New Danny Brocklehurst drama coming soon to BBC One
Interview with Danny Brocklehurst
Come Home is one of the most emotional pieces I have written... it mines family disintegration and parent/child relationships. Danny Brocklehurst, Writer
Tell us about Come Home and what inspired you to write the drama.
Come Home is about how a family copes when their mother walks out, and the mystery of why she left. I'm interested in the battlegrounds that families can become. I've written about step families before in Accused and Clocking Off and I had been thinking a lot about parents who leave, why they leave and what the fallout is. I became fascinated by the taboo of the leaving mother. Fathers leave and society accepts the normality of that. Mothers leave and they are condemned. It seemed to me, rich territory for drama and a way to explore parenthood.
Why did you decide to write a drama around this subject?
For most people, family and relationships are the things that affect them most in life. I like to try and write drama that finds the extraordinary in the ordinary. When I wrote Ordinary Lies, we did twelve hours of TV without a single death. I'm proud of that because not everything needs to be a thriller or a cop show. The drama allows us to look at many things - parenthood, regret, what happens when love ends, how we get trapped into playing roles. It asks a question that is fascinating to explore - what happens if you feel you are living the wrong life?
Tell us how the series develops?
The first episode is told from the perspective of Greg (Christopher Eccleston) and the kids, nine months after Marie (Paula Malcomson) has walked out. They are trying to find a way to cope, but a new woman in Greg's life brings problems rising to the surface. The second episode brings Marie into sharp focus, and the third episode becomes about fierce protection and divided loyalties
How important was it to get the casting just right?
Vital. Greg needed to be strong, manly, but with vulnerability. Marie needed to be slightly unknowable at first, but with the ability to peel back layers. And the kids all have very specific personalities so their casting was incredibly important. We were delighted when Christopher and Paula came on board.
Was it important to film this drama in Belfast?
The show was developed with the support of BBC Northern Ireland. There was a passion to do a show set in Belfast that showed contemporary family life. There is quite deliberately no mention of The Troubles. For me, as a Mancunian, that meant spending time over there and getting to understand certain things particular to the NI, but the drama is universal in its themes.
You’ve worked a lot with RED Production Company, what makes Come Home different from any other drama you’ve worked with them on?
I love working with Red and have done some of my best work with them - Exile, The Driver, Ordinary Lies. Whilst these are all wildly different, there is a common thread - the ordinary person finding themselves in circumstances which are extraordinary. Come Home is one of the most emotional pieces I have written, because, like Exile, it mines family disintegration and parent/child relationships.
What will surprise the audience?
Aside from the turns in the story, and the surprise of where it ends up, hopefully the main thing the audience respond to will be the truth of the emotions.
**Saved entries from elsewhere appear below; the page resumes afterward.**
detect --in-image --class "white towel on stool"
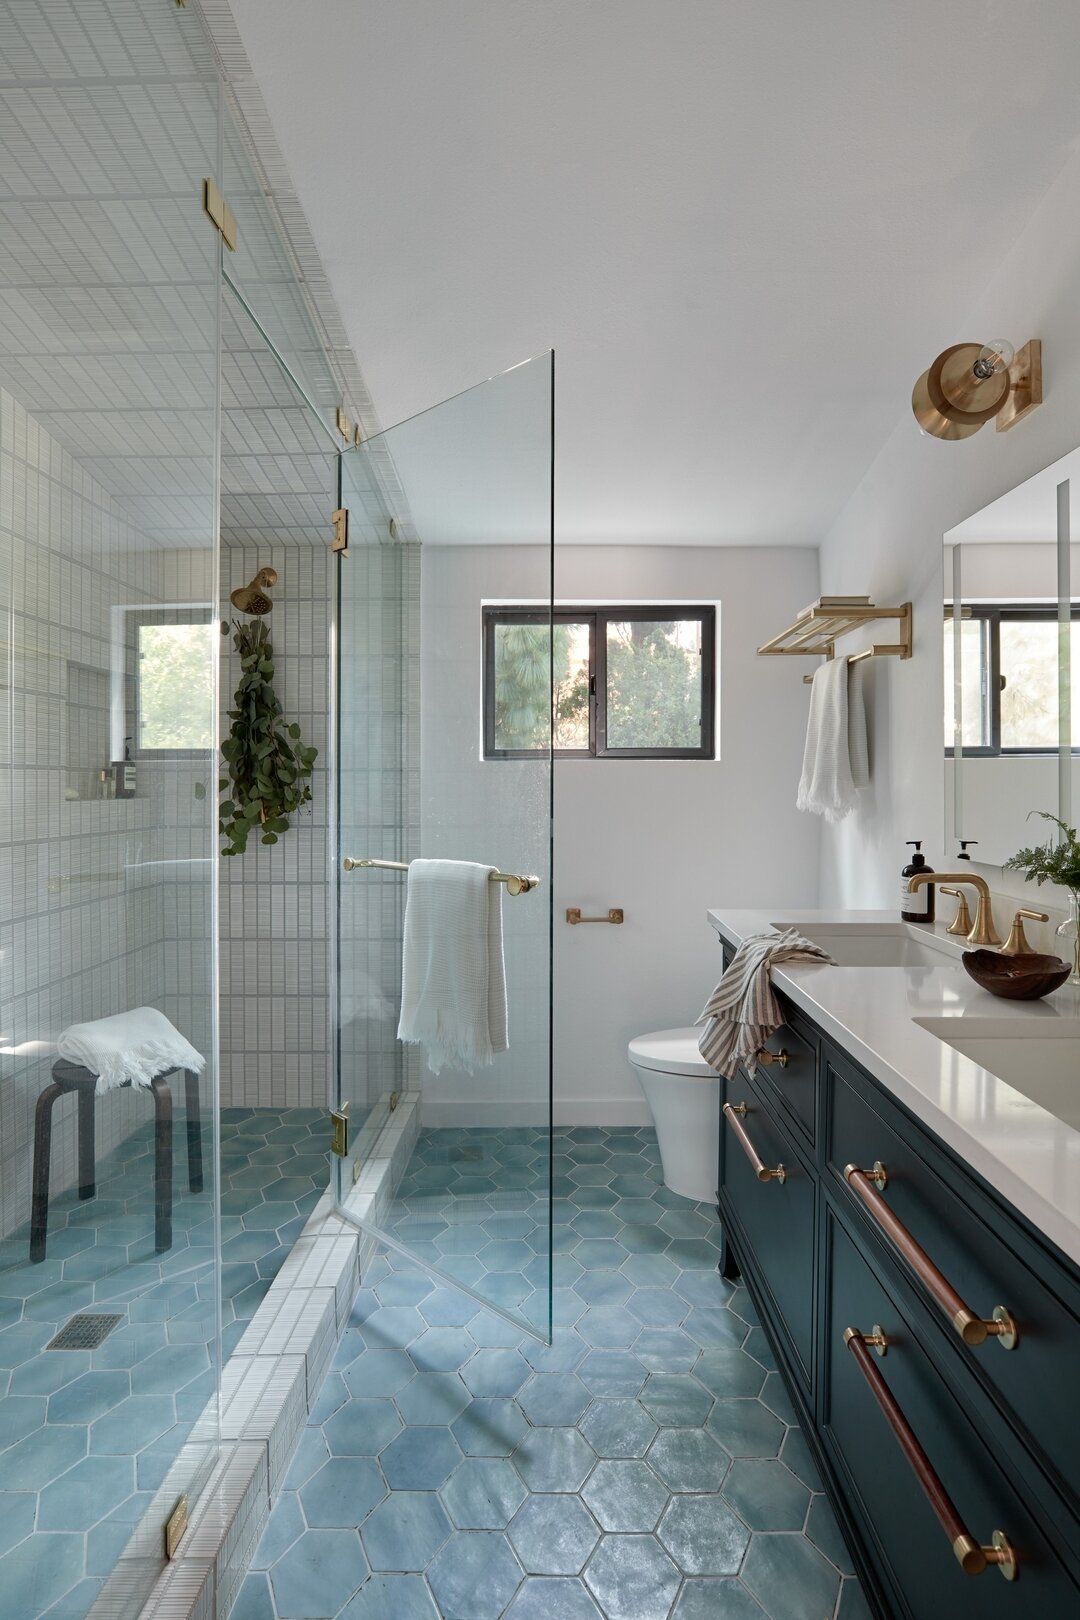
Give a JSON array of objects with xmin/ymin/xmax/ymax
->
[
  {"xmin": 57, "ymin": 1007, "xmax": 205, "ymax": 1093},
  {"xmin": 696, "ymin": 929, "xmax": 835, "ymax": 1079},
  {"xmin": 397, "ymin": 859, "xmax": 508, "ymax": 1075},
  {"xmin": 797, "ymin": 657, "xmax": 869, "ymax": 822}
]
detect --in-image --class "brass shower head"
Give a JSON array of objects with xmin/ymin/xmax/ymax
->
[{"xmin": 229, "ymin": 567, "xmax": 278, "ymax": 616}]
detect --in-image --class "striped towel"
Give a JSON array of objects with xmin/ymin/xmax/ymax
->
[{"xmin": 696, "ymin": 929, "xmax": 835, "ymax": 1079}]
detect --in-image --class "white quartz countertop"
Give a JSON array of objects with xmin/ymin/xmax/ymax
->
[{"xmin": 708, "ymin": 909, "xmax": 1080, "ymax": 1269}]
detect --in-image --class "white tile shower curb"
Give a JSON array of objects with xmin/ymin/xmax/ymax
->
[{"xmin": 87, "ymin": 1093, "xmax": 421, "ymax": 1620}]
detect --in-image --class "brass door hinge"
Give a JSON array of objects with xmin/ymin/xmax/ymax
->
[
  {"xmin": 331, "ymin": 508, "xmax": 349, "ymax": 554},
  {"xmin": 389, "ymin": 1091, "xmax": 399, "ymax": 1112},
  {"xmin": 330, "ymin": 1103, "xmax": 349, "ymax": 1157},
  {"xmin": 164, "ymin": 1494, "xmax": 188, "ymax": 1560},
  {"xmin": 336, "ymin": 406, "xmax": 353, "ymax": 442},
  {"xmin": 202, "ymin": 179, "xmax": 237, "ymax": 252}
]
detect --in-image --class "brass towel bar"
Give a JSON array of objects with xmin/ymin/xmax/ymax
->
[
  {"xmin": 566, "ymin": 908, "xmax": 624, "ymax": 925},
  {"xmin": 756, "ymin": 597, "xmax": 912, "ymax": 684},
  {"xmin": 342, "ymin": 857, "xmax": 539, "ymax": 896}
]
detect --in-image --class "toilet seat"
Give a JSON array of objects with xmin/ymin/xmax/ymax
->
[{"xmin": 627, "ymin": 1027, "xmax": 715, "ymax": 1078}]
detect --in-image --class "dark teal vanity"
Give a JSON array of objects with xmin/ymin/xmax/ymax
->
[{"xmin": 716, "ymin": 938, "xmax": 1080, "ymax": 1620}]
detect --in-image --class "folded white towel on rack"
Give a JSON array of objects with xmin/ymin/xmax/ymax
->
[
  {"xmin": 57, "ymin": 1007, "xmax": 205, "ymax": 1092},
  {"xmin": 796, "ymin": 656, "xmax": 869, "ymax": 822},
  {"xmin": 696, "ymin": 928, "xmax": 835, "ymax": 1079},
  {"xmin": 397, "ymin": 859, "xmax": 508, "ymax": 1075}
]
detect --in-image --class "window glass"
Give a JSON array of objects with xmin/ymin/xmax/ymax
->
[
  {"xmin": 1000, "ymin": 619, "xmax": 1058, "ymax": 749},
  {"xmin": 944, "ymin": 616, "xmax": 991, "ymax": 748},
  {"xmin": 605, "ymin": 617, "xmax": 705, "ymax": 750},
  {"xmin": 138, "ymin": 621, "xmax": 215, "ymax": 751}
]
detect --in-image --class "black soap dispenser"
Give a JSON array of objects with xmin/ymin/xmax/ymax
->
[{"xmin": 901, "ymin": 841, "xmax": 935, "ymax": 923}]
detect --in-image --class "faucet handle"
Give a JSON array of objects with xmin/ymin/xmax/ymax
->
[
  {"xmin": 940, "ymin": 885, "xmax": 974, "ymax": 939},
  {"xmin": 1001, "ymin": 908, "xmax": 1050, "ymax": 957}
]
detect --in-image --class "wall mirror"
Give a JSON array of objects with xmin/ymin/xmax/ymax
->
[{"xmin": 944, "ymin": 448, "xmax": 1078, "ymax": 866}]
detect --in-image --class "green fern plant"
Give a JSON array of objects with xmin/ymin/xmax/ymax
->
[
  {"xmin": 1004, "ymin": 810, "xmax": 1080, "ymax": 892},
  {"xmin": 219, "ymin": 619, "xmax": 317, "ymax": 856}
]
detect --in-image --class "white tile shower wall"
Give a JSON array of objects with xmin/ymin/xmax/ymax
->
[
  {"xmin": 0, "ymin": 385, "xmax": 217, "ymax": 1241},
  {"xmin": 420, "ymin": 545, "xmax": 821, "ymax": 1127},
  {"xmin": 218, "ymin": 539, "xmax": 420, "ymax": 1113}
]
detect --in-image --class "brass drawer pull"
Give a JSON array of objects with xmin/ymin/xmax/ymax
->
[
  {"xmin": 566, "ymin": 908, "xmax": 624, "ymax": 925},
  {"xmin": 755, "ymin": 1047, "xmax": 789, "ymax": 1068},
  {"xmin": 844, "ymin": 1327, "xmax": 1018, "ymax": 1581},
  {"xmin": 844, "ymin": 1164, "xmax": 1018, "ymax": 1351},
  {"xmin": 724, "ymin": 1102, "xmax": 787, "ymax": 1183}
]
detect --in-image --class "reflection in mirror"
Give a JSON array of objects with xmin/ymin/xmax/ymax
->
[{"xmin": 944, "ymin": 449, "xmax": 1077, "ymax": 866}]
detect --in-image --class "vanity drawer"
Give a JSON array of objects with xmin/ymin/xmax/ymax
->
[
  {"xmin": 826, "ymin": 1048, "xmax": 1080, "ymax": 1513},
  {"xmin": 823, "ymin": 1207, "xmax": 1080, "ymax": 1619},
  {"xmin": 722, "ymin": 1075, "xmax": 815, "ymax": 1389},
  {"xmin": 741, "ymin": 1008, "xmax": 817, "ymax": 1148}
]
And the fact that it's funnier than it might sound!
What do you hope the audience will take away from the drama?
It will be different for everyone but when you watch a drama about love and family you can't help but reflect on your own life and those closest to you.
Are there lessons to be learned from Come Home?
No lessons, but I've tried hard not to provide easy answers. Because marriage and parenthood is complex and it's rarely the case that one person is in the right and one person is in the wrong. It will be interesting to see how audiences respond to the characters and whether their sympathies change as the drama unfolds.